Most deep tech products and solutions are created by combining software and hardware. Deep tech is beginning to expand our knowledge and resources, from AI healthcare diagnoses to VR education.
The “staleness” of software development is the reason deep tech is becoming such a hot topic. Because software development, such as Microsoft, peaked 10-30 years ago, investing in it has become a somewhat “old hat” for venture capitalists. Deep tech has become much more exciting as it combines software and hardware, opening up new opportunities for investors. Despite the fact that some deep tech (such as VR) has been around for decades, the sector is growing significantly in terms of funding and popularity.
Deep Technology Requires Diverse Skills
Deep tech requires individuals with more technical skills because it is much more niche. These employees typically have an engineering or computer science background rather than a business degree. Because of increased technical expertise, the hiring pool for deep tech businesses has shrunk significantly, and in some cases has become constraining. Many quantum technology companies, for example, are having difficulty hiring employees due to the required skills.
Deep Tech has a distinct timetable and business model.

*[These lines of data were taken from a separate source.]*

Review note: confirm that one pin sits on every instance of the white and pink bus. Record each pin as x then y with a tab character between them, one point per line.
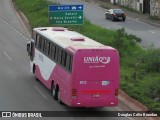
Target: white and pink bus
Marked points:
79	71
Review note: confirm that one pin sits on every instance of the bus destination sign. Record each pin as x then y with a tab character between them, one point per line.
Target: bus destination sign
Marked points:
66	14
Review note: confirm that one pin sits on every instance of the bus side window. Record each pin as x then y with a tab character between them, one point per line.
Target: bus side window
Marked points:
33	35
47	48
44	45
59	55
56	53
63	59
53	52
37	41
40	42
69	62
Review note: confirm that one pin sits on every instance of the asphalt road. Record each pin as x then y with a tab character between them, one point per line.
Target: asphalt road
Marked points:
18	89
148	33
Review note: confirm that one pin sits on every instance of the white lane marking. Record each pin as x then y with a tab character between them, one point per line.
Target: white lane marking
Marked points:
14	29
40	92
9	58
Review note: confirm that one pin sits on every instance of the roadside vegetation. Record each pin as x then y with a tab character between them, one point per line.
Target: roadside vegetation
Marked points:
140	68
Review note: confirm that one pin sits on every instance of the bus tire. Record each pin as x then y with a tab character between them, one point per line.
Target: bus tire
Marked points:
34	72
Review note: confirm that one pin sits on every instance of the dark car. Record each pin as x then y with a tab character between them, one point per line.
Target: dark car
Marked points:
115	14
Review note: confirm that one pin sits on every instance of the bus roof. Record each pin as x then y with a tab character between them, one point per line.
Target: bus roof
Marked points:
67	38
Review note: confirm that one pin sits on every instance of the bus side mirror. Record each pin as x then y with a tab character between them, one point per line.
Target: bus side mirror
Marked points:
29	47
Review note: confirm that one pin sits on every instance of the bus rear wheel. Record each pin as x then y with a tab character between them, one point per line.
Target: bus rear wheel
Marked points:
34	72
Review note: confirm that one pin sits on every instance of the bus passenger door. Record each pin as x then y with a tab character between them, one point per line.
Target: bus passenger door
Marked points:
30	49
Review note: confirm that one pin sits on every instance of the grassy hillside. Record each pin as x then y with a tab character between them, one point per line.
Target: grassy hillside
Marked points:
140	69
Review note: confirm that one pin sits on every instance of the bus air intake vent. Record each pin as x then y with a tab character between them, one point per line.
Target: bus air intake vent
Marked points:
77	39
58	29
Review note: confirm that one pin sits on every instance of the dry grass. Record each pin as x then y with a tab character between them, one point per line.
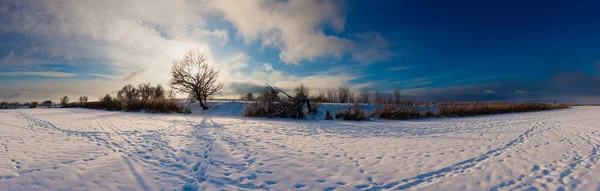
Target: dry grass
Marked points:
473	109
396	111
354	113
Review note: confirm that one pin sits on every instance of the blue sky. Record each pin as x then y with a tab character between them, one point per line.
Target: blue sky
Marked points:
434	50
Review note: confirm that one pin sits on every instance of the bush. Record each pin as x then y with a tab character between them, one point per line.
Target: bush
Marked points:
354	112
328	115
472	109
396	111
270	104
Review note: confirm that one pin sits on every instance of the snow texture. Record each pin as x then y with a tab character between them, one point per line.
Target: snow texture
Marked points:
82	149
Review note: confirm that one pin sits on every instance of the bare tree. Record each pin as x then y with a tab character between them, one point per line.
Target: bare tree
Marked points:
365	95
247	97
193	75
377	96
145	91
397	96
128	93
83	99
331	95
159	92
301	91
319	96
343	94
171	95
64	100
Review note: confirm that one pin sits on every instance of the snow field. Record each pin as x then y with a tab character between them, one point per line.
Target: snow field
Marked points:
82	149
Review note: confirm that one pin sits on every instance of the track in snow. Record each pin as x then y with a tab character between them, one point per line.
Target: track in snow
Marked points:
89	149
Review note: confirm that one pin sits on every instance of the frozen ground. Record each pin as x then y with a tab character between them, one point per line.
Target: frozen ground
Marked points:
81	149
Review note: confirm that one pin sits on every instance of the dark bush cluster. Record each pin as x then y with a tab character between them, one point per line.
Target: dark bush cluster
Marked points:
354	112
147	98
269	103
396	111
468	109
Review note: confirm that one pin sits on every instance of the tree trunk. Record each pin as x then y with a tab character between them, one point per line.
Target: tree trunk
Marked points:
202	104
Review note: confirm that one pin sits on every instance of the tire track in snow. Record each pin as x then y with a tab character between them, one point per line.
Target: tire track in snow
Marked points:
561	172
457	168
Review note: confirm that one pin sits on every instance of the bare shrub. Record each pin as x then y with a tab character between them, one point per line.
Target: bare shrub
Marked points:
364	96
396	111
343	94
270	104
331	96
64	100
353	112
397	95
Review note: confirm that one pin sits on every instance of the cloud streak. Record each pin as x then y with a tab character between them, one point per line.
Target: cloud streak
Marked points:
44	74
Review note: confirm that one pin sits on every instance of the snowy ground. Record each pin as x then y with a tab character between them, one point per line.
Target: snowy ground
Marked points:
81	149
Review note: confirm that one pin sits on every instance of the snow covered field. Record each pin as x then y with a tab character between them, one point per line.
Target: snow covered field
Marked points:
82	149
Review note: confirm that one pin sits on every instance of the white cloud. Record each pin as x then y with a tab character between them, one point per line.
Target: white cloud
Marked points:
101	75
521	92
397	68
295	27
44	74
138	40
267	67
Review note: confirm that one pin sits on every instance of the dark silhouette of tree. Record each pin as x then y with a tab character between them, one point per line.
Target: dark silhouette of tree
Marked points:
193	75
145	91
301	91
83	99
343	94
397	96
159	92
128	94
64	100
365	95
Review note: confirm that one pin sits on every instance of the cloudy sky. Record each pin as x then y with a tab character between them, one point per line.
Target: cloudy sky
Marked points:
434	50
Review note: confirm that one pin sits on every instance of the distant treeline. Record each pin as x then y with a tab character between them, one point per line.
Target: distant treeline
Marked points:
144	97
269	103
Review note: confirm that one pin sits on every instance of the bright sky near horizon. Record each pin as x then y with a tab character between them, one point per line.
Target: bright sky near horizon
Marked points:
435	50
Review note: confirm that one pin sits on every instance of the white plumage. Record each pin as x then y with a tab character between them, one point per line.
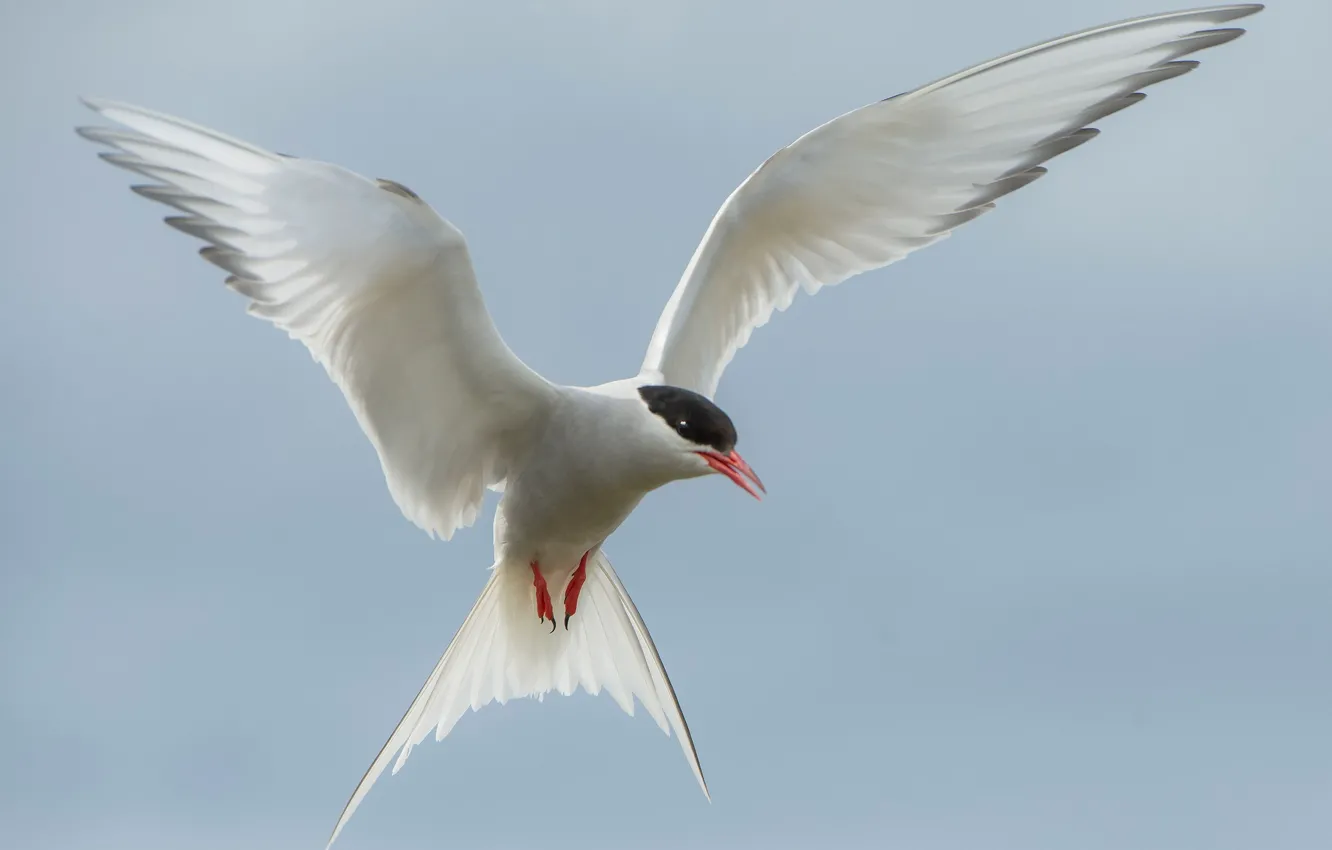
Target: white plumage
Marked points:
381	291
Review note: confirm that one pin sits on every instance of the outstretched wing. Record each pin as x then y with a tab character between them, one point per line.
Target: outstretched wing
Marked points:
377	287
878	183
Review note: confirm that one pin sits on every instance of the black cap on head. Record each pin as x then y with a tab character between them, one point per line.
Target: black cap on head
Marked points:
691	416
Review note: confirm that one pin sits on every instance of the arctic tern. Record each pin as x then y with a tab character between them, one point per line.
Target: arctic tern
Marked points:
381	292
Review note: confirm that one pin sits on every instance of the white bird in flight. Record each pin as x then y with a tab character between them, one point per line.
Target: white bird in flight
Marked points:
381	292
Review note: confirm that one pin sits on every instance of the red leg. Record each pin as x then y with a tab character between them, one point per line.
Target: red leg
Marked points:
574	588
544	606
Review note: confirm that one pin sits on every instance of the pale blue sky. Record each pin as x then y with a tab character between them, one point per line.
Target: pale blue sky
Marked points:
1047	560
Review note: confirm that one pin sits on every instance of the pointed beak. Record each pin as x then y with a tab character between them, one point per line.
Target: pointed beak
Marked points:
734	468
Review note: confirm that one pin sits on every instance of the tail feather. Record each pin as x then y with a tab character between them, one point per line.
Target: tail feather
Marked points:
501	653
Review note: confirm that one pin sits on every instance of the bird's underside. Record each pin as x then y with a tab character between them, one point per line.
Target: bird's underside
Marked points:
381	291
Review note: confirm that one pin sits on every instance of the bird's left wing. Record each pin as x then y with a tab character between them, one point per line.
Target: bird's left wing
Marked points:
377	287
878	183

Deep tech has a much longer timeline because it is more focused on solutions to large problems rather than end-products. Most deep tech companies will need a different business model, one that considers which product markets to target. Because most deep tech companies cannot pivot as easily as other tech companies, a longer and more detailed business plan is required to produce successful margins.
Home automation systems, such as video surveillance for home security, tracking devices, and other smart devices, have grown in popularity and will continue to do so in the near future.
Motion sensors/detectors, in conjunction with security cameras, detect break-ins and automatically notify emergency services. This does not necessitate human supervision.
The future of home automation is to make all of your daily chores easier by using simple voice commands.
AI has progressed to the point where these systems can recognize and distinguish between your friends, family, and visitors using a facial recognition feature. Furthermore, by controlling automated lighting sensors, the new technology will manage your energy consumption and help you reduce your carbon footprint.
To summarise, the deep technology revolution is gathering momentum and will soon spread to all sectors, benefiting from its enabling capabilities.
What Do These Distinctions Actually Mean?
These distinctions have significant implications for both investors and consumers of technology. For investors, a deep tech business requires much more capital upfront and has a longer time to ROI than other tech companies. Some deep tech (such as AI and VR) is already being commercialized for consumers, but major advancements are unlikely to be accepted until ten or twenty years from now. Deep tech is just getting started for the entire society. Deep Technology is transforming the world. There is now a global competition for hard-core scientific and research talent in AI and life sciences.
Countries wishing to develop their own Deep Tech sectors must make a concerted effort to improve the ecosystem. A larger Deep Tech idea pipeline and more funds are required.
The timing is ideal. Hard science and engineering are held in high regard for their ability to solve large societal problems. Opportunities abound and are becoming more accessible. It is now time to seize those opportunities.
A growing number of venture capital investments are concentrating on deep channel technologies such as AI, blockchain, and robotics. Companies that put their pioneering vision into action to leverage the industry’s potential to address major issues such as climate change. However, there is still plenty of room for advancement in this field due to the wide range of issues that deep technology can address.